Definir EE não é uma tarefa fácil porque sua sintomatologia clínica pode se sobrepor à da Doença do Refluxo Gastro-Esofágico (DRGE). Entretanto, embora a DRGE possa coexistir com a EE, os sintomas e os aspectos patológicos intrínsecos da EE não respondem ao tratamento baseado na supressão ácida gástrica. Muito embora freqüentemente ocorra hiperplasia das células basais da mucosa esofágica na EE, o que também pode se dar na DRGE, o principal aspecto de diferenciação histológica na EE é a intensa eosinofilia da mucosa esofágica, inclusive a usual formação de micro-abscessos eosinofílicos. Por outro lado, é também sabido que a eosinofilia esofágica pode ser encontrada em outras enfermidades, tais como, Doença de Crohn, enfermidade vascular do colágeno, esofagite infecciosa (herpes, Candida), esofagite associada a medicamentos, síndrome hiper-eosinofílica, escleroderma, lesões cáusticas, imunosupressão (especialmente seguida a transplante de órgão sólido) e gastroenteropatia eosinofílica. EE também pode estar associada a outras enfermidades, em especial com Doença Celíaca. Portanto, foi necessária a organização de um grande encontro científico que reuniu os mais internacionalmente reconhecidos pesquisadores a respeito desta entidade clínica para elaborar um documento que ademais de definirEE, concomitantemente também estabelecesse critérios para excluir o diagnóstico das supracitadas enfermidades em relação à própria EE. Estas propostas foram levadas a cabo no First International Gastrointestinal Eosinophil Research Symposium, ocorrido em Orlando, Flórida, em outubro de 2006 e as conclusões deste evento científico estão publicadas em artigo assinado por Glenn T. Furuta e cols. na revista Gastroenterology 2007:133:1342-63.

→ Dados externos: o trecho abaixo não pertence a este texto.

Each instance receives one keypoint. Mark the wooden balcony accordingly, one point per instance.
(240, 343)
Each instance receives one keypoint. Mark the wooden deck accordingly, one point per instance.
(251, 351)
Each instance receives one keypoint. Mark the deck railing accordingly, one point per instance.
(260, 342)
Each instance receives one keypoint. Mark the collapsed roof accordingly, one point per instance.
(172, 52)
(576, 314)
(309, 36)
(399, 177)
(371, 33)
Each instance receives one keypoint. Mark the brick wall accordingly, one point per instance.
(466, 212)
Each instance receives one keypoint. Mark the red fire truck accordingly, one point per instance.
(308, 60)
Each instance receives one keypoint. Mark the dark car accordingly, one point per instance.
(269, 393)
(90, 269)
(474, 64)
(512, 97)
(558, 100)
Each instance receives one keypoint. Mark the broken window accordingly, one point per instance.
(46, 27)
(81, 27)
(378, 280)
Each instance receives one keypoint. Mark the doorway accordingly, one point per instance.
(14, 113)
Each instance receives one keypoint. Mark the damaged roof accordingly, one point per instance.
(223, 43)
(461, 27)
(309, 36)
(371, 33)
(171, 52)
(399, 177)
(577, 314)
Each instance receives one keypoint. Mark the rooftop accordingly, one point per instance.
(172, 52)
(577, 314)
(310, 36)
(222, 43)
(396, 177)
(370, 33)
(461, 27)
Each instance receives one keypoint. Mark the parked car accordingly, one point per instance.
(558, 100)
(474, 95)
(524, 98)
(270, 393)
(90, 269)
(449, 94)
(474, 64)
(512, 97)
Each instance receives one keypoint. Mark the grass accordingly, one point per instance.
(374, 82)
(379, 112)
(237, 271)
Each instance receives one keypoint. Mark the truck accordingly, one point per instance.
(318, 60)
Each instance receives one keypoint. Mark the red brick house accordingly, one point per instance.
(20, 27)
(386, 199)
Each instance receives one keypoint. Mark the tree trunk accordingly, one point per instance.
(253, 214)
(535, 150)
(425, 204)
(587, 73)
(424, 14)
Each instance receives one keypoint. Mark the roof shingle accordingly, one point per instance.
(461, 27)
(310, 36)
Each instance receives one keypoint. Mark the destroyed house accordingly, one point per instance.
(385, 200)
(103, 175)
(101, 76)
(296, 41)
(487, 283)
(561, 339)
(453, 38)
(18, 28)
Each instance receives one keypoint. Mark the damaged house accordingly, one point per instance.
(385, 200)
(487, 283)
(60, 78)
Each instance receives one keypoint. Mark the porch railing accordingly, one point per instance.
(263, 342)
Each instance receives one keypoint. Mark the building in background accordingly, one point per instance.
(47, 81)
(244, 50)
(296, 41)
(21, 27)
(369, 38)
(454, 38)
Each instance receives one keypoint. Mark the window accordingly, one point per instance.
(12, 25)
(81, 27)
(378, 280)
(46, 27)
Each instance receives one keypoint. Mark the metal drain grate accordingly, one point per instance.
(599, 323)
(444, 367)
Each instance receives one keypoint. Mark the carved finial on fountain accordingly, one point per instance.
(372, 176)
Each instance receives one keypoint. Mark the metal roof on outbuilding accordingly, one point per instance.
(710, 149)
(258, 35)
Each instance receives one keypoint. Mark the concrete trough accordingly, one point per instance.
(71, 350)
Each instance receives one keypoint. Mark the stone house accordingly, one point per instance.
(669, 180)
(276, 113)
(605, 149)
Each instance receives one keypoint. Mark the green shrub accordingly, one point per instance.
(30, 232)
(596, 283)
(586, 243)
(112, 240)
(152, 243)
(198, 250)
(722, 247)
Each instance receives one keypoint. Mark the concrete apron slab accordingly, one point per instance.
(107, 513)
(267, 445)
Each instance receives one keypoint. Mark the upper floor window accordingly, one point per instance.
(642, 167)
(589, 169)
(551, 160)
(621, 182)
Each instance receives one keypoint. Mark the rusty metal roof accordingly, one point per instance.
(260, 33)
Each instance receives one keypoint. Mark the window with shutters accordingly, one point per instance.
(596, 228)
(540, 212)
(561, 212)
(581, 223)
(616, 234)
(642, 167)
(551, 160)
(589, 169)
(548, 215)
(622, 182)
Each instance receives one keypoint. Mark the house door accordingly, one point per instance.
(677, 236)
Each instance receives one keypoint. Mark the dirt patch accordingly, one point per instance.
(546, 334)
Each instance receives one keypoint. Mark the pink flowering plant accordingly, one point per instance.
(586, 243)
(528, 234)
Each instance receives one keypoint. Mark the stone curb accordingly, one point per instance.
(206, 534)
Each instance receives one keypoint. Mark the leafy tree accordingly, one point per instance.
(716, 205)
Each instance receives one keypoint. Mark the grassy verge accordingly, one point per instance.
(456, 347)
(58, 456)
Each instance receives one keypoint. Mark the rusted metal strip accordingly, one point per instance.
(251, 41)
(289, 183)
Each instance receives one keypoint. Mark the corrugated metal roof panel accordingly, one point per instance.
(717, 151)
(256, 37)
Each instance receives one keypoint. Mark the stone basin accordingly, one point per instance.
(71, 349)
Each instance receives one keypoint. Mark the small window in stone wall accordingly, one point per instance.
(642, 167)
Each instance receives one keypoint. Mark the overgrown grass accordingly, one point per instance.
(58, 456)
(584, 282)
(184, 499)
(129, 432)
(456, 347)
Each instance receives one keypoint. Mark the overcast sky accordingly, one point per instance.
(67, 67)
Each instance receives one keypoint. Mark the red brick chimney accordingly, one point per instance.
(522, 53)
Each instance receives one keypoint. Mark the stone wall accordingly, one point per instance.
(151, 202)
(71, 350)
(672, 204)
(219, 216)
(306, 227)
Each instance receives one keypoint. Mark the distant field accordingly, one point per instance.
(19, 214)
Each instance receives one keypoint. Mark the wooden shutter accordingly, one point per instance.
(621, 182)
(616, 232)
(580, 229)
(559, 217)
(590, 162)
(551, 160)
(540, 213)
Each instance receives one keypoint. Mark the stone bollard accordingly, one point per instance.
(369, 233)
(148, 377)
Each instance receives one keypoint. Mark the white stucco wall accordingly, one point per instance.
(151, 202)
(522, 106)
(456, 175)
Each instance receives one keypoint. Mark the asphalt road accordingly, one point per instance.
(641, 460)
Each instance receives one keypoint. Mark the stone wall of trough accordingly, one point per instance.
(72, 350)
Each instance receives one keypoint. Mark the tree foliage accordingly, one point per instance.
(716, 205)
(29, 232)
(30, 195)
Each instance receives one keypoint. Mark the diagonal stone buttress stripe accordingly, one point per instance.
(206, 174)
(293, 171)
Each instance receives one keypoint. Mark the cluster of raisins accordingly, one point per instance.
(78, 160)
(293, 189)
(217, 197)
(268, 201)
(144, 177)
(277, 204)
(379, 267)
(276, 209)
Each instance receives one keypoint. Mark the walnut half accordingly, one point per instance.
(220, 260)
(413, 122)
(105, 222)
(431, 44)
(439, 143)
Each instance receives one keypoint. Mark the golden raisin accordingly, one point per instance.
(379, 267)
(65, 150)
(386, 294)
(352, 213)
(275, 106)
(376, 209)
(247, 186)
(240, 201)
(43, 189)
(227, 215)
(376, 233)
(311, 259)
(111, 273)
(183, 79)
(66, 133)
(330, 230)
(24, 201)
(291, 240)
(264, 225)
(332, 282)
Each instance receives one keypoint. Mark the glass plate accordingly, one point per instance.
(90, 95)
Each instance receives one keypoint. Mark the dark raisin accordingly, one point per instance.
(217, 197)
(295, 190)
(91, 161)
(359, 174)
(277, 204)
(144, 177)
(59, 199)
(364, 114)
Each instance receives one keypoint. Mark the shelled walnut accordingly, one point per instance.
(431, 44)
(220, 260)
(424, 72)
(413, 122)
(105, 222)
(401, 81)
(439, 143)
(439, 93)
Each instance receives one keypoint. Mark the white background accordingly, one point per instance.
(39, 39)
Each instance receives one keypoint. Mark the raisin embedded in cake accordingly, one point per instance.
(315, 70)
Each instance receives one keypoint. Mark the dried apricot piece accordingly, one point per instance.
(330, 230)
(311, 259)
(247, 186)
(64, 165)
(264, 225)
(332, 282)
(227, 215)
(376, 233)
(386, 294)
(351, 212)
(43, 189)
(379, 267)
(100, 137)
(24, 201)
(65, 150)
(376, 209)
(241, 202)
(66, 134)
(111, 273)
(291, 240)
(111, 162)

Desta forma, EE foi definida como uma afecção clínico-patológica primária do esôfago caracterizada por sintomas esofágicos e do trato gastrointestinal superior associada a espécimes de biópsia da mucosa esofágica contendo >15 eosinófilos intra-epiteliais(eos)/campo de maior aumento (cma) em 1 ou mais espécimes de biópsia, na ausência de DRGE que se fez descartar por estudo de pHmetria, o qual tenha se revelado normal no esôfago distal, ou a falta de resposta clínica a altas doses de medicamentos inibidores da bomba de próton (Figura 1). 

História

O primeiro caso de EE foi descrito por Dobbins e cols. (Gastroenterology 1977;72:1312-16), em 1977, em um paciente adulto que referia sofrer de disfagia e apresentava inflamação eosinofílica do epitélio esofágico mas não exibia sintomas compatíveis com DRGE. Ao longo dos anos de 1980 passaram a ser descritos vários casos de eosinofilia epitelial esofágica em espécimes de biópsia em pacientes portadores de DRGE. No entanto, foram Leape e cols. (J Pediatr Surg 1981;16:379-84) e Hyams e cols. (JPGN 1988;7:52-6) que reconheceram que um grupo de pacientes que apresentava eosinofilia intra-epitelial esofágica não respondia com sucesso ao tratamento clínico para a DRGE. Um aspecto peculiar destes pacientes referia-se à presença de um denso infiltrado eosinofílico (>20 eos/cma) na mucosa esofágica. No entanto, desde o final dos anos 1980 até meados dos anos 1990, a maioria dos patologistas entendia que a existência do infiltrado eosinofílico era um sinal patognomônico da DRGE. Mas, em contrapartida, nesta mesma época, alguns investigadores já começavam a sugerir que a etiologia desta intensa eosinofilia esofágica apresentada por alguns pacientes não devia ser atribuída à DRGE. Por exemplo, Lee (Am J Surg Pathol 1985;9:475-79) relatou uma série de crianças e adultos em cujas biópsias esofágicas havia uma “intensa eosinofilia”, que por ele foi definida como >10 eos/cma. Especialmente, chamou sua atenção uma menina de 15 anos que sofria de asma e queixava-se de dor abdominal com eosinofilia periférica e que Lee classificou ser um caso exemplar de “esofagite eosinofílica idiopática”.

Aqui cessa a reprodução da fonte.